The National Association for the
Advancement of Colored People (NAACP)
(January 1909-July 1977)
In January, several people meet in William English Walling's apartment to discuss the idea of creating a national biracial organization to help right social injustices. They are Dr. Henry Moskowitz, a socialist and social worker among New York immigrants; Miss Mary White Ovington, a social worker and descendant of abolitionists; and Walling, a wealthy Southerner, a socialist, and a writer whose article in the Springfield, Illinois, periodical, The Independent, on the 1908 riots arouses widespread sympathy over the treatment of AfricanAmericans; Charles Edward Russell, a close friend of Walling's, and Oswald Garrison Villard, publisher of the liberal New York Evening Post. It is agreed that a public campaign should open on Lincoln's birthday to obtain the support of a much larger group of citizens. This initial group is made biracial by the inclusion of Bishop Alexander Walters of the African Methodist Episcopal Zion Church and the Rev. William Henry Brooks, minister of St. Mark's Methodist Episcopal Church of New York.

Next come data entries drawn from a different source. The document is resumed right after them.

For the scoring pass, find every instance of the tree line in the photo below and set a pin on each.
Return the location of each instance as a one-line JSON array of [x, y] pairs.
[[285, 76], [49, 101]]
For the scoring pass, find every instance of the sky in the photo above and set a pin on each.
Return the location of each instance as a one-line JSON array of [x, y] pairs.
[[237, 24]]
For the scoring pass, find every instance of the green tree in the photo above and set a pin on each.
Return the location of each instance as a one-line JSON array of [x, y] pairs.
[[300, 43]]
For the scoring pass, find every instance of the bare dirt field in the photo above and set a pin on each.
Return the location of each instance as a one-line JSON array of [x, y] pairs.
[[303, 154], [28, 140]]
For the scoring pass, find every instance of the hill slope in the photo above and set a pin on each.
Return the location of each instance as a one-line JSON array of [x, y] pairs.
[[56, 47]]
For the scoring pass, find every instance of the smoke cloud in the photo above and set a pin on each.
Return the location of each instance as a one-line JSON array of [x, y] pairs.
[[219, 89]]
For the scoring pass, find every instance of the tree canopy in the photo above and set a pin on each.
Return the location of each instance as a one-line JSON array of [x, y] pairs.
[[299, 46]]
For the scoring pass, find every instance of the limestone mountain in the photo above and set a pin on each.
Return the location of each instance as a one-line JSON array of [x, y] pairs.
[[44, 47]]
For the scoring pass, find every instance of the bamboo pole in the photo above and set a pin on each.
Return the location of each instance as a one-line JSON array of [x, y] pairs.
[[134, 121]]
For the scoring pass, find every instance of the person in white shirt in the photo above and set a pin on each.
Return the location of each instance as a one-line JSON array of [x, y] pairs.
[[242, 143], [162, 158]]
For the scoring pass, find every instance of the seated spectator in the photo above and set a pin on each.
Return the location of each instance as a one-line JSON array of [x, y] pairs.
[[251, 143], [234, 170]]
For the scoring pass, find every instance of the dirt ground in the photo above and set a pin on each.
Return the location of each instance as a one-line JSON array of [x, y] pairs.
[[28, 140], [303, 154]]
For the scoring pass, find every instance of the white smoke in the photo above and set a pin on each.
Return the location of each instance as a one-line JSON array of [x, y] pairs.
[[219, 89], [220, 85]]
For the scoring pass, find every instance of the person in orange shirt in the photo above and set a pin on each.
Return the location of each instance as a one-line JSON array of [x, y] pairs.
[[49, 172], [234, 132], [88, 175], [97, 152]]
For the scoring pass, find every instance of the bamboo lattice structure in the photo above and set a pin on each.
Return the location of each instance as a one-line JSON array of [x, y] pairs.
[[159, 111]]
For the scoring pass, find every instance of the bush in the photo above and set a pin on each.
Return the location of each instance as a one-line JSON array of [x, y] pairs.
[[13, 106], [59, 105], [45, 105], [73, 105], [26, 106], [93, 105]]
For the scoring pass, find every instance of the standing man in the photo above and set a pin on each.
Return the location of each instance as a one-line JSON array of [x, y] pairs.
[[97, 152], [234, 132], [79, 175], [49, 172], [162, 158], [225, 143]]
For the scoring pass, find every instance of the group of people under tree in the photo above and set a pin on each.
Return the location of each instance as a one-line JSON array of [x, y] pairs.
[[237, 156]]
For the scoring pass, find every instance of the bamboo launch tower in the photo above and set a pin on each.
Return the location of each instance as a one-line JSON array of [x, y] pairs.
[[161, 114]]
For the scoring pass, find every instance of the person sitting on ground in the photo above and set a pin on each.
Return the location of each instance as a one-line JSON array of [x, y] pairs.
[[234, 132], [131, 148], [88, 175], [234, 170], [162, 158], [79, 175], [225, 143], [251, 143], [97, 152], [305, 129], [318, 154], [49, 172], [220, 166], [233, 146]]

Augmenting this group are such other black leaders as W. E. B. Du Bois, Ida Wells Barnett, W. L. Bulkley, the Rev. Francis J. Grimke, and Mary Church Terrell, all of whom sign the Lincoln Day Call. In a letter of encouragement to the conferees, William Lloyd Garrison, Jr., son of the Boston abolitionist, expresses the hope "that the conference will utter no uncertain sound on any point affecting the vital subject."
On February 12, over the signature of sixty persons, the Lincoln Day Call is issued calling for a meeting on the concept of creating an organization that will be an aggressive watchdog for AfricanAmerican liberties. This date marks the founding of the National Association for the Advancement of Colored People.
Based on the "NAACP Highlight" (a pamphlet), 1980.